Chahal is currently an oncology pharmacist at Summit Cancer Centers in Spokane. He reviews and customizes chemotherapy regimens to optimize the best outcomes for his patients. Over the years he has developed key contacts at health plans, pharmaceutical companies, and patient assistance foundations in order to advocate for his patients. He facilitates access to the cancer medications and payment options that will contribute to the best care possible for each individual.

“I want to know my patients, who they are, and how I can help. The ability to work one-on-one with my patients is why I love my job, and my career” says Chahal.

And it’s not just about the work. For Chahal, one of the best advantages for being actively involved with the WSU College of Pharmacy is the chance to get to interact with student pharmacists.

“The students give me hope, passion and energy. It is energizing to see their passion for the profession and where we are going. Students’ passion is infectious. We as practitioners need to be exposed to what can happen, and where we can go. It’s pretty amazing to interact with them,” he says.

Chahal is a past-president of the Spokane Pharmacy Association. He serves on the Washington State Pharmacy Association (WSPA) board of directors, the Cancer Can’t Foundation board of directors, the WSU College of Pharmacy dean’s advisory council, and he is the current chair of the WSU pharmacy alumni community, CougaRx Nation. He is also actively involved in the college’s Alumni and Student Mentor Program.

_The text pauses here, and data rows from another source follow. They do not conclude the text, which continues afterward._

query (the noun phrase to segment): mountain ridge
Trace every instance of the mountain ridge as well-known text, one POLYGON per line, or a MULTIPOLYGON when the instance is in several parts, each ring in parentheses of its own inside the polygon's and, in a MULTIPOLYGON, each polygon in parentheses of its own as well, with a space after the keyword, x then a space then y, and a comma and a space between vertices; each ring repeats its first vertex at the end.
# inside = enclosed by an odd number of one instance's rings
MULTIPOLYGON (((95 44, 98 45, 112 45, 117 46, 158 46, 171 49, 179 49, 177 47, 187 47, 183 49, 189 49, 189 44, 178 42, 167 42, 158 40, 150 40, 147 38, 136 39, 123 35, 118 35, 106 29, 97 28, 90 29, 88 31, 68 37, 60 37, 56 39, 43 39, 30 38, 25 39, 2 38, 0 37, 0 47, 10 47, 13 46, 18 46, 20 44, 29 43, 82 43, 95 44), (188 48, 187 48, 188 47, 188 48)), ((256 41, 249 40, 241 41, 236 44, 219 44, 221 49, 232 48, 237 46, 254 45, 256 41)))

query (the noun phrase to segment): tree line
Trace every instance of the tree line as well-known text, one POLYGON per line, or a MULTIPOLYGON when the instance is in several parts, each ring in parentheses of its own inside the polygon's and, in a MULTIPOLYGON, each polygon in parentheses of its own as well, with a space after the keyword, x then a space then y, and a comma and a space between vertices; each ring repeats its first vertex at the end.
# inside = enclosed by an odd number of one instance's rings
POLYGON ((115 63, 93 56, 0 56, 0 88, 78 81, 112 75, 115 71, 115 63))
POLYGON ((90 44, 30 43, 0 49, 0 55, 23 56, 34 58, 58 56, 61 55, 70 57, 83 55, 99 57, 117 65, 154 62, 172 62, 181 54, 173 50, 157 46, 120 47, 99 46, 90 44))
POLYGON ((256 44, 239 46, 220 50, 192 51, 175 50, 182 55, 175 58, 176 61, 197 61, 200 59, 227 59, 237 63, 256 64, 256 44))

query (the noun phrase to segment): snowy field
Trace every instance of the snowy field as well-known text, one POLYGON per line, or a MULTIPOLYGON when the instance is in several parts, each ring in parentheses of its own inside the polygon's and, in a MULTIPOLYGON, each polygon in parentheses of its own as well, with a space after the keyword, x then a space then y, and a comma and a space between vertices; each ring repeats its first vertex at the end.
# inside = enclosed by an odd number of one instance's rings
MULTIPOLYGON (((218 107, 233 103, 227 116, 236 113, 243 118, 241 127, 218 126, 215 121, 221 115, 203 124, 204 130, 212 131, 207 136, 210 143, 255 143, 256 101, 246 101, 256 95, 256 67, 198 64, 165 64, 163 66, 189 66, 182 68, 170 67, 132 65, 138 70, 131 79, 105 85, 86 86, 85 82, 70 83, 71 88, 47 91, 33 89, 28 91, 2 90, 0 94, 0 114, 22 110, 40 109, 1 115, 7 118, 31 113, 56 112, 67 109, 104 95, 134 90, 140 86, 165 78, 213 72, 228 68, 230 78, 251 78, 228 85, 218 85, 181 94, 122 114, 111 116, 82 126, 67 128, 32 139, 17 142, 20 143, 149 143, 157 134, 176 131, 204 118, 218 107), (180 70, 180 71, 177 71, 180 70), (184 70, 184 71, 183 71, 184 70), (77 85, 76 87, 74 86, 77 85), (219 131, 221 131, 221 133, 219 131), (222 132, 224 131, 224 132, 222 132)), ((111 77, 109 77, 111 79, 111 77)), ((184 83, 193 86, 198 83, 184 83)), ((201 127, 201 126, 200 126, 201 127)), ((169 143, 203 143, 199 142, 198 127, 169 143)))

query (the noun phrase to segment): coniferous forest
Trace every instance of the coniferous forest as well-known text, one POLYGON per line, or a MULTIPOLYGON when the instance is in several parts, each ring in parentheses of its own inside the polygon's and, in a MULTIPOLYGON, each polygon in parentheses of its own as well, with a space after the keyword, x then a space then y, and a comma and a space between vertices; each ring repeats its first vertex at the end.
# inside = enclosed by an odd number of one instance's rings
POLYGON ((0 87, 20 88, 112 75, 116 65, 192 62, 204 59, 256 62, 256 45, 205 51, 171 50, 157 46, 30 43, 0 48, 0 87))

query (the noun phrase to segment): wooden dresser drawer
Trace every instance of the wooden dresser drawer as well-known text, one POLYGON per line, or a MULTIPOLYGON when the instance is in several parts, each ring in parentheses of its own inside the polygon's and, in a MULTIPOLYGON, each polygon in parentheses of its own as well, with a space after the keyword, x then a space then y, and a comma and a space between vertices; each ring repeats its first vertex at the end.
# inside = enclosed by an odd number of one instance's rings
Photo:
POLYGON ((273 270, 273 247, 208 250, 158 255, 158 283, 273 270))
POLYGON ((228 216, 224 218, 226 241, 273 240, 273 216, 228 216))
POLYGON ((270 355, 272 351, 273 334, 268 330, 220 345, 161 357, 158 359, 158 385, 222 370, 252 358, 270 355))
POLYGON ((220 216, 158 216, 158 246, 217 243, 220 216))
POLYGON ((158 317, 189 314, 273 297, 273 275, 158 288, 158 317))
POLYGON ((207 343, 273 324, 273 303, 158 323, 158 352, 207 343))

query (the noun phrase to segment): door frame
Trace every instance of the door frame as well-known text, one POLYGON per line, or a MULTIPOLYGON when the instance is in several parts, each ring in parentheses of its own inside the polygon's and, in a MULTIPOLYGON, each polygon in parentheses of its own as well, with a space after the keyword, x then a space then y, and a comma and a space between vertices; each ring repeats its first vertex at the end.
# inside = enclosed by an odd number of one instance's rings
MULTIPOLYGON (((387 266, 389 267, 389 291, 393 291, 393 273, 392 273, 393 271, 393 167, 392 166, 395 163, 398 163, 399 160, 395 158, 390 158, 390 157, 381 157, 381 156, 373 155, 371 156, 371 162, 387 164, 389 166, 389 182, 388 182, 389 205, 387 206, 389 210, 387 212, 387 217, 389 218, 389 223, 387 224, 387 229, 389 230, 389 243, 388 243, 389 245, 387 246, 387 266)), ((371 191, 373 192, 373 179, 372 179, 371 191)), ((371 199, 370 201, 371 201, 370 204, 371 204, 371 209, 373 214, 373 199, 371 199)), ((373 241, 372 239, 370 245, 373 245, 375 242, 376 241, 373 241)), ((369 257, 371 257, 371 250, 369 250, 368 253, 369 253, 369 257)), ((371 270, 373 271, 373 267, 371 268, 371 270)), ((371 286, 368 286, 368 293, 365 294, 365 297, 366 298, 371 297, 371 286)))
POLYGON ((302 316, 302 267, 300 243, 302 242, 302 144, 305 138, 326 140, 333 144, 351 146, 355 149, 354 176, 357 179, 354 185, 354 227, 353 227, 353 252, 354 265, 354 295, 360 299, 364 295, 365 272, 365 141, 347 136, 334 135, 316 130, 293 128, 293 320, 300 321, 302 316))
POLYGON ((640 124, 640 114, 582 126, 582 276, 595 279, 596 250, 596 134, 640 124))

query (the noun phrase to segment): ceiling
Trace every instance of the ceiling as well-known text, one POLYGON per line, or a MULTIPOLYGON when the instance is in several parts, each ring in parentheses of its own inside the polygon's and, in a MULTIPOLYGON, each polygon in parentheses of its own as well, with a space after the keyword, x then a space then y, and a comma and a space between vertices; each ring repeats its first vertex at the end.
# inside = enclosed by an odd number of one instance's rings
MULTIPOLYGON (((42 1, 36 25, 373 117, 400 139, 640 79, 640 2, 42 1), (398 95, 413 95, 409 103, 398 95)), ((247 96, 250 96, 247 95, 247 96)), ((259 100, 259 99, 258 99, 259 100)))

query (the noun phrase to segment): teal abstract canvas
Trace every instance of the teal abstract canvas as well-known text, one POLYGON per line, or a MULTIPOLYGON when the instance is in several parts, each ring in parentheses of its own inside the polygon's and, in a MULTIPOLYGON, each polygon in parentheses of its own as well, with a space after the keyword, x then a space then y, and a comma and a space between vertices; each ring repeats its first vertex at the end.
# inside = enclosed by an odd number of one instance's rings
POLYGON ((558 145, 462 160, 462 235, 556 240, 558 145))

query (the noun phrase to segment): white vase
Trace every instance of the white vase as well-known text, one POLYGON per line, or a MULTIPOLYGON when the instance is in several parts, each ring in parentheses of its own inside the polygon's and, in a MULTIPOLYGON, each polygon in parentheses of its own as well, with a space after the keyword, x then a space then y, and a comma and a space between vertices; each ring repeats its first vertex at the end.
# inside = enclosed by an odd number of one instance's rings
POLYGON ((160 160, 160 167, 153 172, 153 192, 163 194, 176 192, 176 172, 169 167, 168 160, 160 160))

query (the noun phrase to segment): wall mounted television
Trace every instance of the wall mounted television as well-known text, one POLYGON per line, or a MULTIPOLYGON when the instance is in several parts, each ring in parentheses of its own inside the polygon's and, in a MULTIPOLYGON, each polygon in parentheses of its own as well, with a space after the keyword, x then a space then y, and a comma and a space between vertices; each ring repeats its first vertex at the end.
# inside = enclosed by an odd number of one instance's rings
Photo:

WSU pharmacy’s mentor program supports the college mission to develop outstanding health care professionals. The program pairs each WSU student pharmacist with a current pharmacy professional who is also a WSU alumni or preceptor, contributing to each student’s professional support network.

“I want people to be involved and care about their profession and the future of our profession. It shows when you’re involved. Not everyone has to be the WSPA president, but anyone can mentor a student and be there for career advice. Plus, all the effort comes back to you, full circle. These students are going to be my colleagues in under four years!” says Chahal.